Proclamación formal de Carlos III como rey

·4  min de lectura

Carlos III fue proclamado rey en una ceremonia formal en el Palacio de St James en Londres.

El propio rey no estuvo presente en la proclamación en el consejo de adhesión, al que asistieron unos 200 miembros del consejo privado, incluida la primera ministra Liz Truss.

Los miembros del consejo declararon al unísono “Dios salve al rey” cuando se anunció la proclamación.

El documento de proclamación formal fue firmado por el príncipe de Gales, la reina consorte Camila, la primera ministra Liz Truss, los arzobispos de Canterbury y York y la líder de los Comunes, Penny Mordaunt, quien ofició la antigua ceremonia en su papel de presidenta en funciones del Consejo.

El secretario del Consejo, Richard Tilbrook, leyó la proclamación en la que se declaraba que los miembros del Consejo “por la presente, con una sola voz y el consentimiento de la lengua y el corazón, publican y proclaman que el príncipe Charles Philip Arthur George, es ahora, por la muerte de nuestra difunta soberana de feliz memoria, nuestro único y legítimo señor, Carlos III”.
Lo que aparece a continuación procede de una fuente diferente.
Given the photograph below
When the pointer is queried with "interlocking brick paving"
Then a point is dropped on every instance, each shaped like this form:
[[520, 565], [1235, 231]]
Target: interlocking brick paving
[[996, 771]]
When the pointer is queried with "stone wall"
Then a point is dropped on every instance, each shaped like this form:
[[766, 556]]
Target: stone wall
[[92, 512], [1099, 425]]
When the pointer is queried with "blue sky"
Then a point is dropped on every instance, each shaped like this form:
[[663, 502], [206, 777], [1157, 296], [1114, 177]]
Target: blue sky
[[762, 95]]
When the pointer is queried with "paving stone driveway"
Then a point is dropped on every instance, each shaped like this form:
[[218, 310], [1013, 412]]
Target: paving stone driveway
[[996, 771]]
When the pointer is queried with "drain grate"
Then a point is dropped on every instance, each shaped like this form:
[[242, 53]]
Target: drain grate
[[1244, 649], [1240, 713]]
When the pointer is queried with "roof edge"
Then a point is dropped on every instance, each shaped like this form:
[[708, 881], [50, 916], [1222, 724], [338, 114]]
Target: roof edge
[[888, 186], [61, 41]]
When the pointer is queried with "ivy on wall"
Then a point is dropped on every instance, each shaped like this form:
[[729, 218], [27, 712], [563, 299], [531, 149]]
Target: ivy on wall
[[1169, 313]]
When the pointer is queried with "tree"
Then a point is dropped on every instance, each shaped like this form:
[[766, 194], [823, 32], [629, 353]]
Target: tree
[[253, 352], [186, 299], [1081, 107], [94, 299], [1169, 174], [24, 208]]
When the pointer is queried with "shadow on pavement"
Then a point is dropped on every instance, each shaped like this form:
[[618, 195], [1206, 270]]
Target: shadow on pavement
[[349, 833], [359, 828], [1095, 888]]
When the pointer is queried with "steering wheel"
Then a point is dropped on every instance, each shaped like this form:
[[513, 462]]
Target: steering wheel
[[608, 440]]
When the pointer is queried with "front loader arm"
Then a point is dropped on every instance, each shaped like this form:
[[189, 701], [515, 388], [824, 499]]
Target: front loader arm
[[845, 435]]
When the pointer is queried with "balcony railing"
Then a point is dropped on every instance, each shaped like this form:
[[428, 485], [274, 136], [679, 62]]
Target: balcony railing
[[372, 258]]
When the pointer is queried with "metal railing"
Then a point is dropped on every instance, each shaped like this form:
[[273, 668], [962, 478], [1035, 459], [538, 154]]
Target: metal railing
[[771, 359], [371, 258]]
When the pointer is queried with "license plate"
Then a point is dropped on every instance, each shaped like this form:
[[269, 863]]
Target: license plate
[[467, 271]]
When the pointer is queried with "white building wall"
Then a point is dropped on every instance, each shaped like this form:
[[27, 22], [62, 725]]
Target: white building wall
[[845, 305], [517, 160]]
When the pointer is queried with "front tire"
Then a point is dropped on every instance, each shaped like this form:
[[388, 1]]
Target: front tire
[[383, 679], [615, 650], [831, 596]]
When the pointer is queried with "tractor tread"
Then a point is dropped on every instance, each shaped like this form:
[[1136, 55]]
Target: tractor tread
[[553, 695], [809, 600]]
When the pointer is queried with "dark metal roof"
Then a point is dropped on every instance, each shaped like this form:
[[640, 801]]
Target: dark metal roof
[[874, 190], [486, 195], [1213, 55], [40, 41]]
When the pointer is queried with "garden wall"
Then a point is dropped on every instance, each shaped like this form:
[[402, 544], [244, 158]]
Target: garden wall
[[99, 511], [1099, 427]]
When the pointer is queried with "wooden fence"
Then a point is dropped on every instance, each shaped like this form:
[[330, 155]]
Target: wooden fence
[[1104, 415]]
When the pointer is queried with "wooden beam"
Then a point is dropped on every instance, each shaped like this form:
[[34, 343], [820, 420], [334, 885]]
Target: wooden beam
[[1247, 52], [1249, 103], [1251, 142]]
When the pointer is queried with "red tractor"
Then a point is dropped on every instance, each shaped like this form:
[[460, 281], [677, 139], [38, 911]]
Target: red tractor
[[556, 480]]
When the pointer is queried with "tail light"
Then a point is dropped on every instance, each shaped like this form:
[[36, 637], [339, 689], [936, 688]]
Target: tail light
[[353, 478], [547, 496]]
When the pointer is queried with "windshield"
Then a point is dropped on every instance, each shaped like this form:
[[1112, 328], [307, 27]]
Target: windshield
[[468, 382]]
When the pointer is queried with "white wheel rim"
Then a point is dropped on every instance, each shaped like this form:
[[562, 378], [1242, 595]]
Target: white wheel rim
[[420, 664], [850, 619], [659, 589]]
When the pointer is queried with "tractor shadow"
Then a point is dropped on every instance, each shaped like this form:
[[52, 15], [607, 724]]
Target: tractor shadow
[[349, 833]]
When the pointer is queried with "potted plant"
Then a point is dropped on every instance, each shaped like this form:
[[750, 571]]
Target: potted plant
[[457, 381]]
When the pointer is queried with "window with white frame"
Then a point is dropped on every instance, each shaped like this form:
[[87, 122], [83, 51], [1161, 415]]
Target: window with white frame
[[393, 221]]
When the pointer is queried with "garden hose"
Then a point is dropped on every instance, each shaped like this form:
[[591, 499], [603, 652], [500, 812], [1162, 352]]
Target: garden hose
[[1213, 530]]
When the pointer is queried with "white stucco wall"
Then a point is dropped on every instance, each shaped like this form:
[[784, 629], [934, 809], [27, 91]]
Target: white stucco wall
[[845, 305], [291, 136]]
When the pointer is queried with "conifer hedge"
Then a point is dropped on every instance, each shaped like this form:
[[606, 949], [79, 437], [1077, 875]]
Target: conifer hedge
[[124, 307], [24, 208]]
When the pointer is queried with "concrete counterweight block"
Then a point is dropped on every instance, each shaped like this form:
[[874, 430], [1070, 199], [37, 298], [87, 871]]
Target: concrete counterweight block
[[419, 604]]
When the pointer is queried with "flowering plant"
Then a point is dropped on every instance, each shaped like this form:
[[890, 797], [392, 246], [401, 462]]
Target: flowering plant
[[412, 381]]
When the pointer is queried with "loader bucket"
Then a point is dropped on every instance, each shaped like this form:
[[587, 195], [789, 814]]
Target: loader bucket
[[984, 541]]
Tras una ceremonia que duró unos nueve minutos, los miembros del consejo privado se trasladaron de la galería de cuadros del palacio al salón del trono para celebrar su primera reunión con el nuevo rey.
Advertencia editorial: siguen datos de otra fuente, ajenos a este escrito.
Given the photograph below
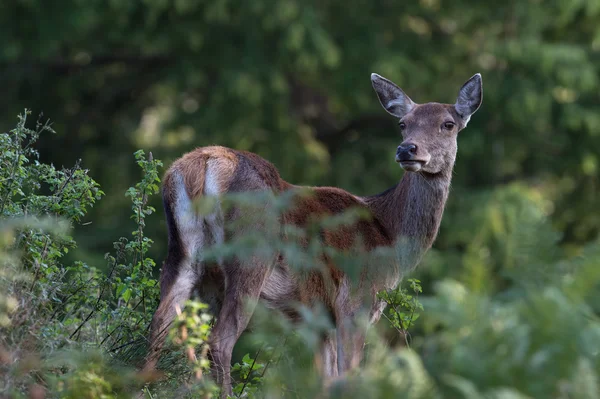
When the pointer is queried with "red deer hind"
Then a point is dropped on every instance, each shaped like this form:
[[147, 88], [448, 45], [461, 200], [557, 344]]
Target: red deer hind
[[406, 217]]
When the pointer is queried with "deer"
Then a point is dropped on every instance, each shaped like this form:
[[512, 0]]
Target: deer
[[405, 217]]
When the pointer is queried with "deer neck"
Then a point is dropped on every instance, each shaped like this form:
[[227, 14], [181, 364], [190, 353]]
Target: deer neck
[[411, 212]]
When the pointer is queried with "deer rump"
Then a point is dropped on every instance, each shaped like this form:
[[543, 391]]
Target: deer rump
[[215, 171]]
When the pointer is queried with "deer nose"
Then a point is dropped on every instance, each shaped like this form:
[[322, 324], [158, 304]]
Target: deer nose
[[406, 151]]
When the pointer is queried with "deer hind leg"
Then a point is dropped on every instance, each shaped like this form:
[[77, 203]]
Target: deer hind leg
[[172, 297], [350, 331], [243, 285], [180, 272], [328, 357]]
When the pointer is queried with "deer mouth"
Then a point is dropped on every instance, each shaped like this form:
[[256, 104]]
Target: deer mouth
[[412, 165]]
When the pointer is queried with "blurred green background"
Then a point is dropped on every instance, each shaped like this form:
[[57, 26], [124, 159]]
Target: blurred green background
[[289, 80]]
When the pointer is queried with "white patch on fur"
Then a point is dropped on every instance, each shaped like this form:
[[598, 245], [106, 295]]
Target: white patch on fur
[[278, 286], [188, 223], [184, 283], [211, 188]]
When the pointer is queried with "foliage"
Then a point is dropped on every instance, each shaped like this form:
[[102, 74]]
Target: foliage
[[50, 306], [403, 306], [71, 330], [168, 76]]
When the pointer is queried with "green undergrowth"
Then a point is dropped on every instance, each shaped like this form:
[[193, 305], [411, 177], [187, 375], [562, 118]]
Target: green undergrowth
[[517, 319]]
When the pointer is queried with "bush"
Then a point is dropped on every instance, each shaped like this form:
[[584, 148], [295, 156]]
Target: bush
[[72, 330]]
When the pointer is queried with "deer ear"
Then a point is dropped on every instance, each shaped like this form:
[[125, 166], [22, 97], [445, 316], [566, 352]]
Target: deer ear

Todos se situaron ante el trono, donde Carlos pronunció su segundo discurso público como rey, tras su discurso televisado a la nación del viernes.

La ceremonia de investidura fue retransmitida en directo por televisión por primera vez, tras haberse celebrado a puerta cerrada antes de ser anunciada al público por los heraldos reales.

Entre los asistentes al acto se encontraban todos los ex primeros ministros vivos del Reino Unido, John Major, Tony Blair, Gordon Brown, David Cameron, Theresa May y Boris Johnson, junto con altos cargos y exministros, jueces, clérigos y funcionarios.

Por su parte, se vio al líder laborista Keir Starmer en plena conversación con Blair y Brown.

La primera ministra escocesa Nicola Sturgeon estuvo presente, junto con el ministro de Hacienda Kwasi Kwarteng, el secretario de Asuntos Exteriores James Cleverly, el ex viceprimer ministro Nick Clegg -ahora ejecutivo de Facebook-, el alcalde de Londres Sadiq Khan, el líder liberal-demócrata Ed Davey, el ex primer ministro Alex Salmond y el ex primer secretario de Estado Lord Mandelson.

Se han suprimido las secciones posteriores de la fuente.